Rizal Commercial Banking Corp. chief economist Michael Ricafort said the increased foreign direct investments and infrastructure spending in preparation for the May 2022 elections could have led to faster growth in imports and wider trade deficit.
“Still near record low interest rates could have also encouraged more borrowings/fund-raising activities as long-term interest rates have already gone up from record levels posted in the latter part of 2020 and earlier in 2021, leading to increased investments and importation activities that entail new investments and expansion projects,” Ricafort said.
He said the trade deficit could be sustained at the $4-billion levels per month “for as long as global oil/commodity prices remain elevated amid continued disruptions in the global supply chains that could be aggravated by the more transmissible Omicron variant.”
ING Bank Manila senior economist Nicholas Antonio Mapa said the surge in imports was enough to push the overall trade balance deep into deficit territory.
“The November trade gap hit a record -$4.7 billion with strong growth recorded in almost all import subcategories. The Philippine economy continues to gradually reopen although new waves of COVID-19 could threaten to delay some of the recent progress,” Mapa said.

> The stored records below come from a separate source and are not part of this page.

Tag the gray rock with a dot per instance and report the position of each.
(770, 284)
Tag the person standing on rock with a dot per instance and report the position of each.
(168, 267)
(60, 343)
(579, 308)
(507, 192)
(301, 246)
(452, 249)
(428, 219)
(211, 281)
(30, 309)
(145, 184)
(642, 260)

He said while imports rose across the board, one of the major factors for the stark widening of the trade gap was higher fuel imports.
“Costlier imported crude oil translated to overall fuel imports rising sharply, which in turn helped bloat the trade deficit to its current record high. With global crude oil prices staying elevated to open the year, the Philippines could continue to experience wider trade deficits in the near term,” Mapa said.
Mapa said a ballooning trade gap pushed the Philippine current account balance back into negative territory in 2021. He said this trend was expected to continue going into 2022.
“Despite the recent tightening of restrictions implemented to start the year due to the Omicron variant, economic reopening will likely be sustained as authorities look for creative ways to keep the economy up and running during periods of heightened mobility curbs,” Mapa said.